Advanced SEO: Co-Occurrence & Co-Citation

Who Cares about Co-Occurrence and Co-Citation?

The science of search engine optimization contains many arcane concepts. Furthermore, as Google continues to alter its algorithm, the list of concepts grows longer. In this post, we will discuss two concepts with similar names but with very distinct functions: Co-Occurrence and Co-Citation. Using these two concepts in your SEO efforts is very easy, but have big pay-offs.

What is Co-Occurrence?

An example sentence with co-occurrence.
Google’s algorithm now takes note of which keywords commonly appear together in sentences. This phenomenon is known as Co-Occurrence

The concept of Co-Occurrence began as just a theory of SEO pioneer Rand Fishkin. In 2012, Fishkin noticed that there were web pages regularly ranking in the top three without ever having the keyword they ranked for within their content. As he described the situation in his own words:

“For the query “cell phone ratings,” coming in at number four is a web page on ConsumerReports.com without the words “cell phone” or the word “ratings.” Actually, I do think they have the word “rating,” and they might have the word “phone.” But it’s in the text. It’s not even in the title. Really remarkable that they’re ranking so well for such a competitive query.

Number two, “manufacturing directory.” Again, another very competitive phrase, and ThomasNet is ranking number three without mentioning any of these terms, without seeming to try and target that phrase at all.

Number three, “backlink analysis,” where Open Site Explorer, SEOmoz’s own tool ranks number two, and yet not in the title. It’s not anywhere on the page. Neither of these words are anywhere on the page. In the snippet, Google is actually using some text from another article that they found that mentions backlink analysis.”

With this in mind, consider the above image. The underlined text on the left represents the text which co-occurs with the underlined text on the right, which would represent a brand or any other search term. To further demonstrate how this works we will go through more examples.

Co-Occurrence Examples

If on several pages across the internet there are mentions of “Snapple” and  “the best tea beverage on the market” within their content, then an organic search for “what is the best tea beverage on the market?” would hypothetically result in Snapple ranking high.

Similarly, if several bloggers are writing content talking about how the “Golden State Warriors” are the “best team in history” in the “NBA”, an organic search of “what is the best NBA team in history?” would result with Golden State’s page ranking high.

How to Use Co-Occurrence

The best way to use Co-Occurrence in your SEO strategy is to just write great content which people will want to talk about and share. Great content shared amongst friends on social media will create the natural Co-Occurrence which will help boost your page past what your coding could do on its own. For this reason, it is important to do a regular co-occurrence analysis on the internet to see what subjects are commonly being paired together, that you might be part of this trend.

What is Co-Citation?

A diagram of Co-Citation
The concept of Co-Citation is that the various sites linked to a certain page must have some relation to one-another.

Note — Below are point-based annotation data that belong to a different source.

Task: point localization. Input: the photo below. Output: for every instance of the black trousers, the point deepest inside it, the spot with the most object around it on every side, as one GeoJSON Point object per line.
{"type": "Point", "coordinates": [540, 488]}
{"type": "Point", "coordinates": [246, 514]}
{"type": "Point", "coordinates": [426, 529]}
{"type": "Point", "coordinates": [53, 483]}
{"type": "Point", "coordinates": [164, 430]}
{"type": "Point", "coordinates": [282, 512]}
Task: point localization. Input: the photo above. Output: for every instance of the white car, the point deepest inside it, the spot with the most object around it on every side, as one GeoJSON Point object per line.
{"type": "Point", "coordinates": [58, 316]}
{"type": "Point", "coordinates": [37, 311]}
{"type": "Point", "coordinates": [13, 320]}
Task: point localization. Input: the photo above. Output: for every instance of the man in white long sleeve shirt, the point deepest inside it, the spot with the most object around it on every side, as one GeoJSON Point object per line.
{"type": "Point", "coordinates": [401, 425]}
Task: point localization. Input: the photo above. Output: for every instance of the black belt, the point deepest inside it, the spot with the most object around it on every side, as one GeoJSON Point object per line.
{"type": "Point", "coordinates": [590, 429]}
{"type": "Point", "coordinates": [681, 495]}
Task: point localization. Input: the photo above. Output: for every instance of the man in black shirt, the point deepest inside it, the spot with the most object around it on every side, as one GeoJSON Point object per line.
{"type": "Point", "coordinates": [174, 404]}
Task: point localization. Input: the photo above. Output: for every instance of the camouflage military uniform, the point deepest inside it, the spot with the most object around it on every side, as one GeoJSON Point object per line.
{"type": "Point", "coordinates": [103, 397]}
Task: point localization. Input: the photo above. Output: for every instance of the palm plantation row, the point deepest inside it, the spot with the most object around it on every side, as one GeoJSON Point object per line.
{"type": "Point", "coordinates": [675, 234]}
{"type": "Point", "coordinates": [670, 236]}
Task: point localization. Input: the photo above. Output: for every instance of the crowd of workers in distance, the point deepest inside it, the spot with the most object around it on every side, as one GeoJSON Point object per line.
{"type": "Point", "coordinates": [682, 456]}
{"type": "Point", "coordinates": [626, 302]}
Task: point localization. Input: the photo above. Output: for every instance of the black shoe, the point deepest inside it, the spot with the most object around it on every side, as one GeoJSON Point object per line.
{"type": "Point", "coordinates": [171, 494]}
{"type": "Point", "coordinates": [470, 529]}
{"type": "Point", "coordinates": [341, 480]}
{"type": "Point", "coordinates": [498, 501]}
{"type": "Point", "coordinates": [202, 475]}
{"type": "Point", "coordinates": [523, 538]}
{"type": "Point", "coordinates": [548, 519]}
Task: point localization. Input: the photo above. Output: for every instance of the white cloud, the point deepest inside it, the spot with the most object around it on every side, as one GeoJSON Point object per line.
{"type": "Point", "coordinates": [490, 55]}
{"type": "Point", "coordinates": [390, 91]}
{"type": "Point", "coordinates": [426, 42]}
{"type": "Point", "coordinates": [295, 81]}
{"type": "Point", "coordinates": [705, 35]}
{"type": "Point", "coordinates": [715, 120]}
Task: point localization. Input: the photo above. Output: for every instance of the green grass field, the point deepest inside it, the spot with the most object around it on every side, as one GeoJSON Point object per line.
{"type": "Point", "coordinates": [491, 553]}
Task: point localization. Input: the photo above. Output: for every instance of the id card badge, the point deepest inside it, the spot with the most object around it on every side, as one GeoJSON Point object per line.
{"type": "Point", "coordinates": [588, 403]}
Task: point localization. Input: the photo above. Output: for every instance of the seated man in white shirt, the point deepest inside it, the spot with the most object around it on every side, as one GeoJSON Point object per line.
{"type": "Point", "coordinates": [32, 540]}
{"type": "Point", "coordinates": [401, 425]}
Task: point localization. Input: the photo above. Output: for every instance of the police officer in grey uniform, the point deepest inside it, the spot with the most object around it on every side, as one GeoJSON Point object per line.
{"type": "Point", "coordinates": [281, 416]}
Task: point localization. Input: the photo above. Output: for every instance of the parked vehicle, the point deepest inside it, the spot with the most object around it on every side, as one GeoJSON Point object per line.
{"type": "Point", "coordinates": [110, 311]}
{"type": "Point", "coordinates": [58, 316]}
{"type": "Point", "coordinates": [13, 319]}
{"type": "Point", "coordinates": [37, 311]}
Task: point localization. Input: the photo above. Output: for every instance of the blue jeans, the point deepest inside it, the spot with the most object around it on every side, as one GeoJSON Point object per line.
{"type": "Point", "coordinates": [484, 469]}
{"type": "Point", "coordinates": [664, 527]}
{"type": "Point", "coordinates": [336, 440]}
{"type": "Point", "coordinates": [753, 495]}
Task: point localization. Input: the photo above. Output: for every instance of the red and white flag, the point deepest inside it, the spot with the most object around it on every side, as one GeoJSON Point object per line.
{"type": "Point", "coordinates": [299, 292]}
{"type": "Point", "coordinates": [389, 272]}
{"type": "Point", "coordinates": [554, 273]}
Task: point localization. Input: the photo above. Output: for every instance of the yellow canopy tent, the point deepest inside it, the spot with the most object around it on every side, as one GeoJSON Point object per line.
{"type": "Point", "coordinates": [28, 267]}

Co-citation is another advanced SEO concept which uses others’ content to boost your page’s ranking. It is well known that page-links play a large role in a website’s Google ranking, but the concept of Co-Citation delves deeper into the subject.

The reasoning behind Co-Citation is that good websites will link to other good websites, creating a veritable “good neighborhood“, just as bad websites will link to other bad websites creating its own “bad neighborhood“. Thus a web-designer must take care when linking to other sites, or seeking inbound links, as associating with a “neighborhood” of bad websites will reflect poorly on one’s ranking. Furthermore, the reasoning behind Co-Citation is that linking to high-quality sites provides for a better user experience.

Co-Citation Examples

If you are a plumbing supply company and you link to spammy, poorly-optimized plumbing blogs (assuming such things exist), Google can only assume that your website is of a similar repute.

Similarly, if you are a sewing blog that links to poorly-optimized sewing-supplies eCommerce stores, you are also culpable, and Google cannot rank you higher.

How to Use Co-Citation

In practice, you can incorporate the concept of Co-Citation by researching webistes before deciding to link to them or to seek links from them. If your potential partners do not provide good user experiences, Google will recognize this, and penalize your site if you decide to link to them. (Hint: Check to see if a page optimizes its images. This is a quick audit of a site’s seriousness.)